Fahad Taher, a customer services employee at another rental outlet, told Arab News: “Allowing women to rent cars will not change our pricing policies as we try to keep the prices the same, even during holidays and on special occasions.”

Khalid Zahid, CEO of Budget Saudi Arabia, said there are no restrictions on women availing the services of car rental companies.

He said the only requirement to rent a car in the Kingdom is to have a valid Iqama or national ID and a valid Saudi driver’s license in case of a resident or national. However, valid GCC driver’s licenses are also acceptable.

In Saudi Arabia, you must be over 21 to rent affordable car brands and over 23 and above for luxurious brands. The same thing goes for women drivers, said Hattan Madani, a Budget customer service employee.

He also told Arab News that training for employees before they start work in this sector is not limited to men. “Training does not differentiate between male or female. They are both eligible to take the courses, which include video and scenarios showcasing all the steps and ways to deal with the job.”
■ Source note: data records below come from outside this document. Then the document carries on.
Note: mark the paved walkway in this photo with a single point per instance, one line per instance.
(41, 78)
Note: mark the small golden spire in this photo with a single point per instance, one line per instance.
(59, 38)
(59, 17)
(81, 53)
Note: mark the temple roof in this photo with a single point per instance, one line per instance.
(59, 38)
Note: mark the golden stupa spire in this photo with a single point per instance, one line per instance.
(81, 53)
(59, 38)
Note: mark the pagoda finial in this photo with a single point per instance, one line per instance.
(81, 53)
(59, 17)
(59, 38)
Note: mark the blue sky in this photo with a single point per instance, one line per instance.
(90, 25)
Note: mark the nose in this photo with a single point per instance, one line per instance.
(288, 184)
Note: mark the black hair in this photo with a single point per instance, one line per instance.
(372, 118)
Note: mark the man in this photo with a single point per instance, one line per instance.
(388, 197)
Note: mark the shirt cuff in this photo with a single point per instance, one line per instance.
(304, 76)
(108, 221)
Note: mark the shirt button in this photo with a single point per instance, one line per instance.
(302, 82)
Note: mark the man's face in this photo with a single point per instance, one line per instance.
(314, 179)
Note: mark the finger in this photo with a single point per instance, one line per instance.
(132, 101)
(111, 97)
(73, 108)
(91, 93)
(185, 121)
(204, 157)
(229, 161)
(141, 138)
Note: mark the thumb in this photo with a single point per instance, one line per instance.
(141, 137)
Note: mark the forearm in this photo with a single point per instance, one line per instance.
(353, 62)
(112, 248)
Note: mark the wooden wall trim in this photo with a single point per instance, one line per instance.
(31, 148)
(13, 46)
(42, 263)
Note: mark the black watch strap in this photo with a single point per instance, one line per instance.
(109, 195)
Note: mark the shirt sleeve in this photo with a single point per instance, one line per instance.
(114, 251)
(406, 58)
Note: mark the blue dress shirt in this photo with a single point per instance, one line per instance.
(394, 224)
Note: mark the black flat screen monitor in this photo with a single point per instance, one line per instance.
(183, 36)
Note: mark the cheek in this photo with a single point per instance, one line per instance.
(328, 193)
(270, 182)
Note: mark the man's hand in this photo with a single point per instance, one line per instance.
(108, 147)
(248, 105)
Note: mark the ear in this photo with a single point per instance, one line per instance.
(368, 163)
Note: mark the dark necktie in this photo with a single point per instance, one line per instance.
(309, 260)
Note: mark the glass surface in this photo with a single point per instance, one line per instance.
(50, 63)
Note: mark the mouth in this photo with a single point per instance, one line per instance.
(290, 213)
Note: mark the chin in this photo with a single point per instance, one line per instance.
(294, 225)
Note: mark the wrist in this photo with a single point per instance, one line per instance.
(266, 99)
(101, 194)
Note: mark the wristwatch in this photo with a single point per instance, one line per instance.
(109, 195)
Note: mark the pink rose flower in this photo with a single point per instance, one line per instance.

There is an e-training program called Doroob which one can use to get trained any time and from anywhere. It offers accredited certificates that are officially recognized by top employers in the Kingdom. These certificates also give their holders priority when applying for a job.
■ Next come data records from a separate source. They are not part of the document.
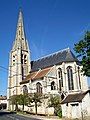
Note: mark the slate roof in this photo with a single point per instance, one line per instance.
(56, 58)
(36, 75)
(74, 97)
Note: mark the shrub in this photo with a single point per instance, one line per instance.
(59, 113)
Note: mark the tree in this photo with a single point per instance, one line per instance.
(54, 101)
(14, 101)
(35, 98)
(82, 48)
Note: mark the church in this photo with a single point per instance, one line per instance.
(57, 73)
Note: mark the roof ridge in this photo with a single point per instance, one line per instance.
(52, 54)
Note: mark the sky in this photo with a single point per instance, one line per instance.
(50, 26)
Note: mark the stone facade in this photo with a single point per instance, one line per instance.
(58, 73)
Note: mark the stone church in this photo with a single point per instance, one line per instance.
(57, 73)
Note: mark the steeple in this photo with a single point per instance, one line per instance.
(20, 39)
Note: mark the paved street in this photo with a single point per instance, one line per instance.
(12, 116)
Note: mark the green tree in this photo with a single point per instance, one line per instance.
(54, 101)
(82, 48)
(14, 101)
(35, 98)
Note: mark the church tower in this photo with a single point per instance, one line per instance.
(19, 66)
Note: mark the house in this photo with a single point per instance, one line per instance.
(57, 73)
(3, 102)
(76, 105)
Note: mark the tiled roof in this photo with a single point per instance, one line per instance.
(36, 75)
(56, 58)
(3, 97)
(74, 97)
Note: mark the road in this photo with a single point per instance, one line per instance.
(12, 116)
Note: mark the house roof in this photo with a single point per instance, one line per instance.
(36, 75)
(74, 97)
(56, 58)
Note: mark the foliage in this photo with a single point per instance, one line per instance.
(54, 101)
(59, 113)
(82, 48)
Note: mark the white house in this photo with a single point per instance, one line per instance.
(3, 102)
(76, 105)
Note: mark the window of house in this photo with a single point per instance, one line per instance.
(53, 87)
(25, 89)
(39, 88)
(60, 78)
(79, 77)
(70, 78)
(60, 73)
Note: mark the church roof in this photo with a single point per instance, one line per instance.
(74, 97)
(56, 58)
(36, 75)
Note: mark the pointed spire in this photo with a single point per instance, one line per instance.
(20, 39)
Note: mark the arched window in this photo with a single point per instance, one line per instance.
(70, 78)
(25, 89)
(60, 78)
(53, 85)
(39, 88)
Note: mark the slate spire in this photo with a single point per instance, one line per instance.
(20, 39)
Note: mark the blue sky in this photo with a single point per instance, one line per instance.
(50, 26)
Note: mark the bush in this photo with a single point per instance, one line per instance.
(59, 113)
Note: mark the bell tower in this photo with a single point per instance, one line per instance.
(19, 63)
It is an integrated program sponsored by the Human Resources Development Fund. 

The CEO of Budget Saudi Arabia is optimistic about the effect women drivers will have in the Kingdom’s car industry.

“Today almost half the population consists of women. Let’s say 5 percent starts driving. Some of them will buy and some will rent cars. In the end, the outcome will be positive, and this will be better reflected in 2019,” he explained.

Zahid believes there will be a positive effect on Saudi households and the business sector. “When a company wants to rent cars for their sales employees, they rent them in large quantities. These cars are used for staff transportation,” said the Budget CEO, adding that women drivers will increase the request for these cars.

Budget has women working in various locations, mostly hotels around the Kingdom. Zahid said although hotels have pleasant environments they are bombarded by people of different attitudes and backgrounds, so it is truly a test for their female staff. 

“We are also starting to inject our car sales showrooms and various parts of our operations with women across the Kingdom. This will help a lot, especially when women enter showrooms to buy cars or rent them,” said Zahid, because this will result in smoother transactions.

The Budget CEO believes that women driving in the Kingdom will also increase demand for their “At your doorstep” service where customers can order a car and it will be delivered to their door in three hours.

He said he truly believes that women obtaining a driving license will help economically. He explained that the income of the household would stay within the household. Income spent on transportation for drivers and taxis will go back into the household, and the money will stay within the economy. Women will be able to buy and rent cars.

This step will also benefit by creating more jobs for women within the car industry, such as working as taxi drivers and in car showrooms. “So it is not just about women driving but rather how the economy will benefit from it,” the Budget CEO concluded.